September 7, 2006 Vol. 355 No. 10
非小細胞肺癌における ERCC1 による DNA 修復とシスプラチンベースの補助化学療法
DNA Repair by ERCC1 in Non-Small-Cell Lung Cancer and Cisplatin-Based Adjuvant Chemotherapy
K.A. Olaussen and Others
シスプラチンベースの補助化学療法は,非小細胞肺癌を完全切除した患者の生存率を向上させるが,化学療法の利益について,妥当性が確認された臨床的予測因子や生物学的予測因子はない.
免疫組織化学法を用いて,非小細胞肺癌の手術標本における除去修復交差相補群 1(excision repair cross-complementation group 1;ERCC1)蛋白の発現を測定した.患者は,国際肺癌補助療法試験(International Adjuvant Lung Cancer Trial)に登録されていたため,シスプラチンベースの補助化学療法が生存に与える効果を,ERCC1 の発現に基づいて比較することが可能であった.臨床的因子と病理学的因子で補正した Cox モデルを用いて,全生存を検討した.

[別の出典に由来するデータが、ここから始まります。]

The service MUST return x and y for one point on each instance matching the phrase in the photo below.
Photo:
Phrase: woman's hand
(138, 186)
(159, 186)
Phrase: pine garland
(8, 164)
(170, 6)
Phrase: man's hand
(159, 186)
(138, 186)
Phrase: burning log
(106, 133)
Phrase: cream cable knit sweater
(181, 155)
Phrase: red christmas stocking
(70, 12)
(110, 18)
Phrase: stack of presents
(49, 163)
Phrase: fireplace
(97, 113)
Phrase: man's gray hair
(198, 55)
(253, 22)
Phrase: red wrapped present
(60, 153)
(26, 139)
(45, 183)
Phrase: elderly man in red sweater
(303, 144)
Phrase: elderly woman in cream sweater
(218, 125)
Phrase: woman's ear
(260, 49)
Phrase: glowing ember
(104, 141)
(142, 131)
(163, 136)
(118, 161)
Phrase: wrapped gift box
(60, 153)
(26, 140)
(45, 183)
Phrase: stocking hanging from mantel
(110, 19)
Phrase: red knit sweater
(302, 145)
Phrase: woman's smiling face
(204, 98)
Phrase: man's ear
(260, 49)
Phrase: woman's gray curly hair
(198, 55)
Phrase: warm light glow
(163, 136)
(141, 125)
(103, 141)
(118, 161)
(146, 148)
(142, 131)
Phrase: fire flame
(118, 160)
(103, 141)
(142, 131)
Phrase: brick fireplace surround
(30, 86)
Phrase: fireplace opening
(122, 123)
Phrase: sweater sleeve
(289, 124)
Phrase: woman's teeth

ERCC1 の発現は,腫瘍 761 個のうち 335 個が陽性(44%),426 個が陰性(56%)であった.シスプラチンベースの補助化学療法による利益は,ERCC1 が存在しないことと関連していた(相互作用検定の P=0.009).補助化学療法により,経過観察と比較して,ERCC1 の発現が陰性であった腫瘍の患者の生存が有意に延長したが(死亡に対する補正ハザード比 0.65,95%信頼区間 [CI] 0.50~0.86,P=0.002),ERCC1 の発現が陽性であった患者では延長しなかった(死亡に対する補正ハザード比 1.14,95% CI 0.84~1.55,P=0.40).補助化学療法を受けていない患者のうち,ERCC1 の発現が陽性であった患者は,陰性であった患者よりも長く生存した(死亡に対する補正ハザード比 0.66,95% CI 0.49~0.90,P=0.009).
非小細胞肺癌を完全切除し,腫瘍の ERCC1 発現が陰性の患者では,シスプラチンベースの補助化学療法は有効であると考えられるが,ERCC1 発現が陽性の患者では有効ではないと考えられる.